Tabii ki gerçekte sarı paltolu adam görmeyi beklemiyordu. Yemekten sonra akşamın loş ışığında Ted'e verandada ya da adamın mutfağında gazete okuyordu. Ted, Liz Garfield'in öğüdünü dinleyerek bir vantilatör aldığından annesi Bobby'nin 'Bay Brattigan'a verandada gazete okuyup okumamasıyla artık ilgilenmiyordu. Bobby'ye göre, bunun bir nedeni de kendi yetişkinlik sorunlarının onu giderek daha fazla meşgul etmesiydi. Belki de Ted'e biraz daha fazla güvenmeye başlıyordu. Hoş, güven hoşlanmayla aynı şey değildi. Ama bu durumda güvene de kolay ulaşılmamıştı.

Bir gece divanın üstünde oturmuş Wyatt Earp'ı seyrederlerken annesi hafif bir öfkeyle Bobby'ye dönerek, "Hiç sana dokunuyor mu?" diye sordu.

Bobby, annesinin neyi sorduğunu bilmekle beraber, niçin bu kadar heyecanlandığını anlayamamıştı. "Tabii," dedi. "Bazen sırtıma bir şaplak vuruyor. Bir keresinde de gerçekten uzun bir kelimeyi arka arkaya üç kez heceleyemeyince beni biraz haşladı, ama beni herhangi bir şekilde tartaklamıyor. Sanırım, bunu yapamayacak kadar güçsüz. Niçin sordun?"

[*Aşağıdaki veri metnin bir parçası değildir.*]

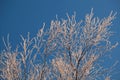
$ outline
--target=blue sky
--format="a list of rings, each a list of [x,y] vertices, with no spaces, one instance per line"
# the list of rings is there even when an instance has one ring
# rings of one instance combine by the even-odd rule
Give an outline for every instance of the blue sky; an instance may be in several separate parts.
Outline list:
[[[117,12],[111,28],[115,34],[111,40],[120,42],[120,0],[0,0],[0,50],[3,48],[2,37],[8,33],[14,47],[20,41],[20,34],[30,32],[34,36],[43,22],[48,27],[56,14],[58,18],[65,18],[66,13],[72,15],[75,11],[77,19],[84,19],[91,8],[100,18],[109,15],[111,10]],[[120,61],[120,45],[110,53],[112,59]],[[119,74],[114,77],[120,80]]]

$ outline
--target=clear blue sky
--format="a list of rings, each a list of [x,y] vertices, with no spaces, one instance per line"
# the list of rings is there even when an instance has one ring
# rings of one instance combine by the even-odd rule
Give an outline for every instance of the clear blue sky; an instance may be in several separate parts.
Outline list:
[[[115,35],[111,40],[113,43],[120,42],[120,0],[0,0],[0,49],[3,47],[2,37],[8,33],[14,46],[19,43],[20,34],[30,32],[34,36],[42,23],[45,22],[48,27],[56,14],[58,18],[64,18],[66,13],[72,15],[75,11],[78,19],[84,19],[91,8],[100,18],[109,15],[111,10],[117,12],[111,28]],[[120,61],[120,45],[110,53],[112,59]],[[116,69],[120,70],[119,67],[120,64]],[[119,75],[114,75],[115,80],[120,80]]]

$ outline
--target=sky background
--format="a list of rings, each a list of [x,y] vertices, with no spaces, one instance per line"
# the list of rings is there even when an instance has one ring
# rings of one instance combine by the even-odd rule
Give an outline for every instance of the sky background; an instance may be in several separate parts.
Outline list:
[[[58,18],[66,18],[66,13],[77,14],[77,19],[84,19],[91,8],[95,16],[100,18],[109,15],[111,10],[117,12],[111,30],[114,36],[111,37],[113,44],[120,43],[120,0],[0,0],[0,50],[4,48],[2,37],[10,34],[10,42],[13,48],[20,40],[20,34],[26,36],[36,35],[43,22],[49,27],[50,21]],[[120,44],[113,49],[112,59],[106,62],[108,65],[114,61],[120,61]],[[116,70],[120,71],[120,63]],[[120,73],[114,75],[114,80],[120,80]]]

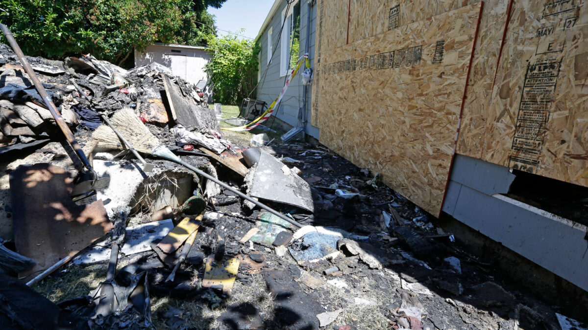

Kadın, "Boş ver," dedi. "Anlaşılan, zararsız biri. Yalnız, aklının bir karış havada olduğundan kuşku yok. Ama yine de..." Liz arkasını getirmedi. Kool sigarasının dumanının oturma odasının tavanına doğru yükselişini seyrediyordu. Dumanın soluk bir gri kurdele görünümünde yükselip sonra kaybolması Bobby'ye Bay Simak'ın Güneşin Etrafındaki Çember'indeki tiplerin helezonları izleyerek başka dünyalara gidişini düşündürdü.

Annesi sonunda tekrar ona doğru dönüp, "Eğer sana hoşlanmayacağın bir şekilde dokunursa mutlaka bana söyle. Hemen. Beni duydun mu?" dedi.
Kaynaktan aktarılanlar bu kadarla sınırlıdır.